ストリートスナップに熱狂が生まれている理由 次の時代を作るインフルエンサー像とは
マイクロインフルエンサーが持つ新たな影響力
ピックユーが例外ではなく、マイクロインフルエンサーは近年、存在感を高めている。資生堂やユナイテッドアローズなどの企業がショップ販売員や美容部員のインフルエンサー化を促進。アダストリアが自社ECサイトで展開しているコーディネート投稿コンテンツ「スタッフボード」では地方店の販売員が人気スタッフになり、来店イベントに多くのファンが駆けつけるなど、新たなムーブメントが生まれている。 ピックユーのスナップ動画「今日なに着てますか?」には、まだ知名度が低い人物とパリのファッションウィークでランウェイを歩く人気モデルが同列で登場するが、“おしゃれな人が登場する”という期待値がサービス自体にあることで、出演者の知名度を問わずフラットな視点で閲覧されるため、無名の一般人も注目されるチャンスがある。つまり、「無名でもインフルエンサーとして成長できる」という可能性を秘めているのだ。 「すでに影響力を持つインフルエンサーに依存するビジネスではダメ。出演者の持つ数字の上下に左右されない世界観を作り上げることで、インフルエンサーを起用したコンテンツは自走できる」と河合氏。金銭を渡して有名人を起用するのではなく、熱量の高い出品者と購入者が自然と集まり、無名の出演者がインフルエンサーとして成長する。ピックユーはその成長と共に、アイテムの売上も伸長するという好循環を作り上げている。
コミュニティから、カルチャーを生む
昨年12月にはプレローンチから1周年を記念した初のリアルイベントと題し、出品者だけではなくユーザーも招いたDJイベントを開催。

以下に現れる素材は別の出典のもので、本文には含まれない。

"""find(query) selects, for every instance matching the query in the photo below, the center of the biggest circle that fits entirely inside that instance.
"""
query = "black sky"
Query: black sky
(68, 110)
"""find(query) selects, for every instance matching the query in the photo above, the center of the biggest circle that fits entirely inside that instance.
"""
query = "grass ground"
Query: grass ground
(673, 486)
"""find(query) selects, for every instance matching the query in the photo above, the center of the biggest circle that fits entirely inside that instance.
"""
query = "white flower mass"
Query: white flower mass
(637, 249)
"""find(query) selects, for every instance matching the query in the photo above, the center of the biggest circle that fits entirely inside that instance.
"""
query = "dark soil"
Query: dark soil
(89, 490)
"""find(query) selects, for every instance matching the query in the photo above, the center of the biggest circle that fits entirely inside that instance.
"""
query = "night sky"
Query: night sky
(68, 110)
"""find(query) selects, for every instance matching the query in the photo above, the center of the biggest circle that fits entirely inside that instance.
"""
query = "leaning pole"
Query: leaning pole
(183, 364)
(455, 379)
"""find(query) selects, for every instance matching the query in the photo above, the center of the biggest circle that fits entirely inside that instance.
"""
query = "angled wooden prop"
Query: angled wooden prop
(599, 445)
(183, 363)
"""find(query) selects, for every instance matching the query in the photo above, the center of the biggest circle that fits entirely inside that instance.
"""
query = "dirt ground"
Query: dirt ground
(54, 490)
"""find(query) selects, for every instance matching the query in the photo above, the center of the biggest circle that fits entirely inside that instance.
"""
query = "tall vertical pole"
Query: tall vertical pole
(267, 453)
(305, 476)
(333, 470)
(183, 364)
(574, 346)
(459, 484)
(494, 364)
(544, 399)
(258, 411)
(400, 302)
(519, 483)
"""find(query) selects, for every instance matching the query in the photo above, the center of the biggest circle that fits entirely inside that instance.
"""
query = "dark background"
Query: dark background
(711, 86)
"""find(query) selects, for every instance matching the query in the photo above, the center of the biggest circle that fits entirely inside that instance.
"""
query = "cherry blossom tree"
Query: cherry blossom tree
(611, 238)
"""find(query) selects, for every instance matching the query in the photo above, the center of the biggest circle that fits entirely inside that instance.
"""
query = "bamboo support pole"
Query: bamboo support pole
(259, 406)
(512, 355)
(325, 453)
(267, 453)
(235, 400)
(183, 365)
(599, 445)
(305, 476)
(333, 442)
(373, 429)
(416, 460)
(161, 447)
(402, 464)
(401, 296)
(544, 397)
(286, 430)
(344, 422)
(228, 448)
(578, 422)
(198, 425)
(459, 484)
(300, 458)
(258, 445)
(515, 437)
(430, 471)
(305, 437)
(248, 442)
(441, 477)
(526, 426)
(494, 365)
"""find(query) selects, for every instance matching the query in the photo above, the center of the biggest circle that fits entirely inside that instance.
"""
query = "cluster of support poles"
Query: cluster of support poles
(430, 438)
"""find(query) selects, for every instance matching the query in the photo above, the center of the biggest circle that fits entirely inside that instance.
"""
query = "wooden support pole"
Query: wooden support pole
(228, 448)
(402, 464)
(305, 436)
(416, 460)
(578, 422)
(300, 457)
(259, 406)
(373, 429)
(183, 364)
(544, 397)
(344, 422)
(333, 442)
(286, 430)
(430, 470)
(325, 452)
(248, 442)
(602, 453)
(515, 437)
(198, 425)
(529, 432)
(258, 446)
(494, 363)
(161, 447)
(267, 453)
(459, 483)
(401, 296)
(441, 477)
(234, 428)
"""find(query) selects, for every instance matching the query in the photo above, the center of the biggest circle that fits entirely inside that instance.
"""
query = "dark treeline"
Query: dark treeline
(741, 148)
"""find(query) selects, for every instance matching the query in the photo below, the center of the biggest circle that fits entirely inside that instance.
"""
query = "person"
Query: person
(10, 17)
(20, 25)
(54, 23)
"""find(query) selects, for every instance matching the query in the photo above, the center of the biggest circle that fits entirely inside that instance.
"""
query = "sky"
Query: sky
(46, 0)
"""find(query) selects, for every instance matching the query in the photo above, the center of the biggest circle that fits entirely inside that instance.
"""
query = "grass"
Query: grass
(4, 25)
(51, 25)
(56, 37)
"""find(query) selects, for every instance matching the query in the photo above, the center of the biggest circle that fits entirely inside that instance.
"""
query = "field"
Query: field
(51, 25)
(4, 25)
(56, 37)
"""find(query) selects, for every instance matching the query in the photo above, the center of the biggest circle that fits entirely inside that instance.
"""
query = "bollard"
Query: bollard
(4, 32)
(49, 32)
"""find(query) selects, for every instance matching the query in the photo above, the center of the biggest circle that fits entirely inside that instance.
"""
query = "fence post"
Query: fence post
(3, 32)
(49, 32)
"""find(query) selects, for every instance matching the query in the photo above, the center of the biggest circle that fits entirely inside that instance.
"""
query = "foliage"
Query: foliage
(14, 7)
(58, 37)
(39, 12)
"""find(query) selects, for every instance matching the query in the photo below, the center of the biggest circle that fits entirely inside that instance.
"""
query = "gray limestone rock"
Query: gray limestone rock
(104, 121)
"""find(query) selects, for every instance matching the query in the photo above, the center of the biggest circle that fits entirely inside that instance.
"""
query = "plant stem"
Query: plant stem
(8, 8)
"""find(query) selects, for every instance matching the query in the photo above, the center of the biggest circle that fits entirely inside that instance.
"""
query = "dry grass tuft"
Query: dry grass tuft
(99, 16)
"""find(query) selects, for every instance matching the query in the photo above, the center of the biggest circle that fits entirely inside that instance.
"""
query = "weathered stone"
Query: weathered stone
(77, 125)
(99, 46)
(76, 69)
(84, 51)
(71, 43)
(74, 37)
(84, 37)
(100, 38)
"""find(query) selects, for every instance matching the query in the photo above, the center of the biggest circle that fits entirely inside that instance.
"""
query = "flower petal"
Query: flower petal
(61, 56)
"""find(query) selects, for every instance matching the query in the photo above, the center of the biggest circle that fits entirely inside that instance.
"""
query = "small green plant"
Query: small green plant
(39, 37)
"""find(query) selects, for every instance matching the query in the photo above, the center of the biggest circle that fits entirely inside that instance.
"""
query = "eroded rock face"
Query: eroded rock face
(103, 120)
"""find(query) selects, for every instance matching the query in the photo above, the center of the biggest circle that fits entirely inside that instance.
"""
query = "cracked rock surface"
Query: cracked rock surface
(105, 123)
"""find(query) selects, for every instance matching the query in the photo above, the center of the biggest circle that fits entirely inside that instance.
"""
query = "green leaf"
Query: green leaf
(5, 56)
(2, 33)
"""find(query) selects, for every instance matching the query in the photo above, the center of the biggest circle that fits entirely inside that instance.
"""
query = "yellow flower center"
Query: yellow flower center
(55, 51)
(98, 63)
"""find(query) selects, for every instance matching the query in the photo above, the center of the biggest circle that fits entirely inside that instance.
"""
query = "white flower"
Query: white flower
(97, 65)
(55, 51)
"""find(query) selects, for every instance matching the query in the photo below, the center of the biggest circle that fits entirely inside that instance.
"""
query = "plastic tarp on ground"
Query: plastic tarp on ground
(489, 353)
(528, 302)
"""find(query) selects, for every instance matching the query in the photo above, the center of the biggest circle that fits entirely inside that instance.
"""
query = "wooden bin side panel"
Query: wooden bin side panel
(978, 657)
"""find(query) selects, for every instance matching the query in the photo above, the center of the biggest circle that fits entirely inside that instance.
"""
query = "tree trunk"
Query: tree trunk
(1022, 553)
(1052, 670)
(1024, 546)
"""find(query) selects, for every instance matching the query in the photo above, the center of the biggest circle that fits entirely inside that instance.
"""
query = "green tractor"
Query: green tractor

会場には出品者であるインフルエンサーやYouTuber、モデルたちとサービスのユーザーたちがごった返し、実際に購入したアイテムを着てそのアイテムの出品者とコミュニケーションを取る購入者や、直接会わないと気が付かない細やかなスタイリングをお互いに褒め合う来場者たちの姿が見られ、会場のキャパシティを超えて警察が規制に入るほどの賑わいを見せた。冨田氏と河合氏は「誰もが“自分が考える一番オシャレな服”で集まる空間の熱量は凄まじかった」と振り返った。 ピックユーは今後、前述のDJイベントのように、サービスだけではなくコミュニティとしても機能させ、新たなカルチャーづくりを目指していく。その目指す先は海外進出。日本発の「カワイイ」が海外にまで浸透するカルチャーになったのも、ストリートに溢れる原宿系やロリータたちがきっかけだったように、新たな日本発のファッションアイコンをピックユーが発掘し、スナップコンテンツを通して「日本の服好きはイケてる」というイメージを世界規模で作り出すことができれば、世界でムーブメントを起こす新たなカルチャーを日本のストリートから再度発信できるだろうという考えだ。 お気に入りの服を着て、誰かに見てほしいという気概を持つ人は、誰しもがインフルエンサーになり得る。そういった熱量の高い服好きを紹介するスナップコンテンツの再燃が、日本のファッション業界を盛り上げる新たなエンジンの一つになるかもしれない。